= Carroll Martin =

American sports executive (1914–1985)

Carroll Martin (1914–1985) was the general manager of the Houston Oilers and an executive in the front office of the American Football League in the 1960s.

Martin was born in North Carolina in 1914 and moved to Houston in 1932 to attend Rice University. While at Rice, Martin became involved with the school's ticket sales program. After his graduation, Rice administrators hired Martin to be in charge of the university’s ticket operations. This experience led to additional positions promoting ticket sales for various Houston area sporting events, including the head of ticket operations for the Houston Fat Stock Show (now known as the Houston Livestock Show and Rodeo), head of ticket operations for the 1947 Houston Buffs (minor league baseball team), and head of ticket operations for the inaugural Bluebonnet Bowl (college football bowl game) in 1959.

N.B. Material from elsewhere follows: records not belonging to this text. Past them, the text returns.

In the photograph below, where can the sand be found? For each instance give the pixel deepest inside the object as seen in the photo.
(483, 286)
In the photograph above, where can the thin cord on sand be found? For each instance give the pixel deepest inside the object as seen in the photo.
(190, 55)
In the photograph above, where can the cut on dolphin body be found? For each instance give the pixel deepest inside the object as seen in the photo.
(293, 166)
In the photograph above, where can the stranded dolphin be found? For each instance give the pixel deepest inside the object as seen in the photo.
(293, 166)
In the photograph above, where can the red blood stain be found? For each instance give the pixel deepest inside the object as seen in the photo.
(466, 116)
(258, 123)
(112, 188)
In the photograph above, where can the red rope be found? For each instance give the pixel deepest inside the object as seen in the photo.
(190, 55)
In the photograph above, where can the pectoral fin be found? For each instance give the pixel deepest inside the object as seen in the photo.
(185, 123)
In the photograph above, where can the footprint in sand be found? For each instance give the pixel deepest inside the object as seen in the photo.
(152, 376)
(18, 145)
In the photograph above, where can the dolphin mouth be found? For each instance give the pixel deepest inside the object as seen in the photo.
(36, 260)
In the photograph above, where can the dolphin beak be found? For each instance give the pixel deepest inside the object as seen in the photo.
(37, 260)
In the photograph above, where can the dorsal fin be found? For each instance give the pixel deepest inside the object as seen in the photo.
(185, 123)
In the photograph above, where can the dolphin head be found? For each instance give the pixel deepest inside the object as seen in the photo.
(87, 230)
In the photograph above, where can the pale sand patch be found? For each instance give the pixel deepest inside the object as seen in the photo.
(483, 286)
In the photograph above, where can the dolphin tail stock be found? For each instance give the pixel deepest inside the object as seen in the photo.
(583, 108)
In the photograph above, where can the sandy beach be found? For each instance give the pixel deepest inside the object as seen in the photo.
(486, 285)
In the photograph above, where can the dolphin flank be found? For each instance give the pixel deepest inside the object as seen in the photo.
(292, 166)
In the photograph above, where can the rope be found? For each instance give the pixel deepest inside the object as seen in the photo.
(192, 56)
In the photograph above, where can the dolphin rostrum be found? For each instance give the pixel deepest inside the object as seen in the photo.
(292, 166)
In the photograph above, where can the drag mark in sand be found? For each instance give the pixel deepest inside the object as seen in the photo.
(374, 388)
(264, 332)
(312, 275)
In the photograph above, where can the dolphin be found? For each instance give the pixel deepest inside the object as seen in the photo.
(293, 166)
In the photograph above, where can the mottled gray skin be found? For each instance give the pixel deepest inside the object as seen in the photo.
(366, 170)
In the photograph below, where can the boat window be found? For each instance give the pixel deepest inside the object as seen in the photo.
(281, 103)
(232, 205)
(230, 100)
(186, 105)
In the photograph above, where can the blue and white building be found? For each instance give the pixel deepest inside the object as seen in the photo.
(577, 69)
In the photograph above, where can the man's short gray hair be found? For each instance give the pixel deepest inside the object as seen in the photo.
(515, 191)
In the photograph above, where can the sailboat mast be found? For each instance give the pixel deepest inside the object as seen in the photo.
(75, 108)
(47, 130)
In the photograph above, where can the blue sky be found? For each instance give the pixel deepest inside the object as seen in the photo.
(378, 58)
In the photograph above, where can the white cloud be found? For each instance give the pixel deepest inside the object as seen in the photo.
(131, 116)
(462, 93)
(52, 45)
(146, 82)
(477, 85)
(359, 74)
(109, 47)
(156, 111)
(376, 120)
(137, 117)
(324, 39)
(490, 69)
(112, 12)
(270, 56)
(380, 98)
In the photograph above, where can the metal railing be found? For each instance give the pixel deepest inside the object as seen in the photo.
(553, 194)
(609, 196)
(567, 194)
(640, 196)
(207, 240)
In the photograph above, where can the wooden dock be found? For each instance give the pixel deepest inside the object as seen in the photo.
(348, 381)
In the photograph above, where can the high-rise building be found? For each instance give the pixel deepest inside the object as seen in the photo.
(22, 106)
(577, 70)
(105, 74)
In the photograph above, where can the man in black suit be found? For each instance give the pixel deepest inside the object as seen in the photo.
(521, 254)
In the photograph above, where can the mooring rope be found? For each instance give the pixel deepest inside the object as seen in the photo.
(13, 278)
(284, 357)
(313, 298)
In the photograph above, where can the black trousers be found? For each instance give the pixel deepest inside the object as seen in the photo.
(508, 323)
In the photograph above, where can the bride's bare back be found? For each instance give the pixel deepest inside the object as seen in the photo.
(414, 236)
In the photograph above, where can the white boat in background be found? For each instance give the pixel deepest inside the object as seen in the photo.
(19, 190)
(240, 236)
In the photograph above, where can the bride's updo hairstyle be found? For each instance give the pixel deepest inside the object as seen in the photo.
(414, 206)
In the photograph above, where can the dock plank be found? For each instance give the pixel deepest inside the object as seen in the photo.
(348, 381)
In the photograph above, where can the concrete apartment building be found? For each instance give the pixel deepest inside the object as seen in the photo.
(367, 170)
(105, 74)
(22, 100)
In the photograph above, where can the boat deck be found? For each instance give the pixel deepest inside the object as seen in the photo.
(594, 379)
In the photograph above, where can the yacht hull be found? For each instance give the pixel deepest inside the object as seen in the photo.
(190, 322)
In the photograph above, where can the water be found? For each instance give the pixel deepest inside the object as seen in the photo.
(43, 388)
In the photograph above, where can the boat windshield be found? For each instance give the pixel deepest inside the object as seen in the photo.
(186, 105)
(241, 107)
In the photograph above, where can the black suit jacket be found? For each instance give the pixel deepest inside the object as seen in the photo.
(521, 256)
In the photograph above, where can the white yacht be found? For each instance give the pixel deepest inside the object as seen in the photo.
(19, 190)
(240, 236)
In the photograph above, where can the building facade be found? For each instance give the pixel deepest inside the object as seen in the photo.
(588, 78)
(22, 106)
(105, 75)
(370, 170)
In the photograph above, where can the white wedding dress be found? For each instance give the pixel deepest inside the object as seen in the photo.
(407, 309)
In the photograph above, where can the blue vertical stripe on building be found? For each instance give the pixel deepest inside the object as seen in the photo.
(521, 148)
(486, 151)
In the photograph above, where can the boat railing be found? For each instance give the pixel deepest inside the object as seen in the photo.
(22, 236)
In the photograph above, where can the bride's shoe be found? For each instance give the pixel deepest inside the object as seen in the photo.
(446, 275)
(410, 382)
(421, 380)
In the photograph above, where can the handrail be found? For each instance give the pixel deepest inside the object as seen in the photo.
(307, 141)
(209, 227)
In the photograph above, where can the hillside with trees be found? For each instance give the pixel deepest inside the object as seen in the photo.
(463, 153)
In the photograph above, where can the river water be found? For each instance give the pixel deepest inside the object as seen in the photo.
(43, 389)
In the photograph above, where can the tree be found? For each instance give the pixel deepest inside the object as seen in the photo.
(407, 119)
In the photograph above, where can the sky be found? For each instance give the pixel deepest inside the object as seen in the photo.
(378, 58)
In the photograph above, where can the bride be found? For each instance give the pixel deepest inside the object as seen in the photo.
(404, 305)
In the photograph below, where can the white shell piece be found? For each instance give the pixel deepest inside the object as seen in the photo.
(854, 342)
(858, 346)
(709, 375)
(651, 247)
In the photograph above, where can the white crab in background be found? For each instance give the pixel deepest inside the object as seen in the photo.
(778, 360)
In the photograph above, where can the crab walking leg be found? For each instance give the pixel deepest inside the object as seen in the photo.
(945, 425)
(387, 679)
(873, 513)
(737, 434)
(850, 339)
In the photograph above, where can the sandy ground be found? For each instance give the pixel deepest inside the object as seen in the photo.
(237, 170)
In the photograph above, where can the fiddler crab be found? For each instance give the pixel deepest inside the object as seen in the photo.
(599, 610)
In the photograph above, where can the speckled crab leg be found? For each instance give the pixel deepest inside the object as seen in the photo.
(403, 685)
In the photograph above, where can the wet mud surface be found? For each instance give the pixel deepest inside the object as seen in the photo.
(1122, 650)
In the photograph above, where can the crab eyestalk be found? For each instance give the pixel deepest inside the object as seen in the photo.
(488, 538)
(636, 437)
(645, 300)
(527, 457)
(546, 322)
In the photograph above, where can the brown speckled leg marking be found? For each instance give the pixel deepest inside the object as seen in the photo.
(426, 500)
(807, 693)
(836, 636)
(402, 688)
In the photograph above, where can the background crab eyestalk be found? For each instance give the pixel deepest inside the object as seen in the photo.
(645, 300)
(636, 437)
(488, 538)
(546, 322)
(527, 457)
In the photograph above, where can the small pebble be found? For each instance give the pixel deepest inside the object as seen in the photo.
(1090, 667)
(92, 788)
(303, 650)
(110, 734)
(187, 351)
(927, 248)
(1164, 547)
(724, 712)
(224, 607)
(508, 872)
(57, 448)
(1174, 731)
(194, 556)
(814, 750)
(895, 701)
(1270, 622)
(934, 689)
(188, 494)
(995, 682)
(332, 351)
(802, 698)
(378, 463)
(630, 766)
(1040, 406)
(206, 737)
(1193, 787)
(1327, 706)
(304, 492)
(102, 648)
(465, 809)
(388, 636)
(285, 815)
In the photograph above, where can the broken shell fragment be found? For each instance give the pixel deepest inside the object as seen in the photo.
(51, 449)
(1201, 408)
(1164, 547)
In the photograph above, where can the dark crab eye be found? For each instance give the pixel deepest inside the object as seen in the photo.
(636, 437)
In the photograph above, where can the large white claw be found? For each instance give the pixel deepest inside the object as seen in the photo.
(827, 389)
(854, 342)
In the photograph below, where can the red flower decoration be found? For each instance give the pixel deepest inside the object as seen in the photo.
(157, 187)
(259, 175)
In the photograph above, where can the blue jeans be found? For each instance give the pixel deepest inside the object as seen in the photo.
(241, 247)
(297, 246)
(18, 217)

In 1960, Houston business executive, Bud Adams, helped launch a new American professional football league, the American Football League (AFL). Adams hired Martin as director of ticket sales for the AFL’s Houston franchise, the Houston Oilers. In March 1963, Adams promoted to Martin to assistant general manager. In June 1964, Adams promoted Martin to general manager when Adams dismissed the Oilers head coach and general manager, Pop Ivy, following a disappointing 1963 season. After two years as the Oilers general manager where the team finished with two consecutive 4–10 seasons, AFL commissioner Al Davis hired Martin into the front office of the AFL in 1966 where he served as the league’s administrative assistant. In 1969, the AFL merged with the National Football League (NFL). All of the former AFL teams, including the Houston Oilers, joined the NFL. In 1997, the Houston Oilers moved to Tennessee and exists today as the Tennessee Titans.

Martin died in 1985, leaving behind his wife, Mary Helen, and two children, Helen Carol and Robin. He is buried at Memorial Oaks Cemetery in Houston Texas.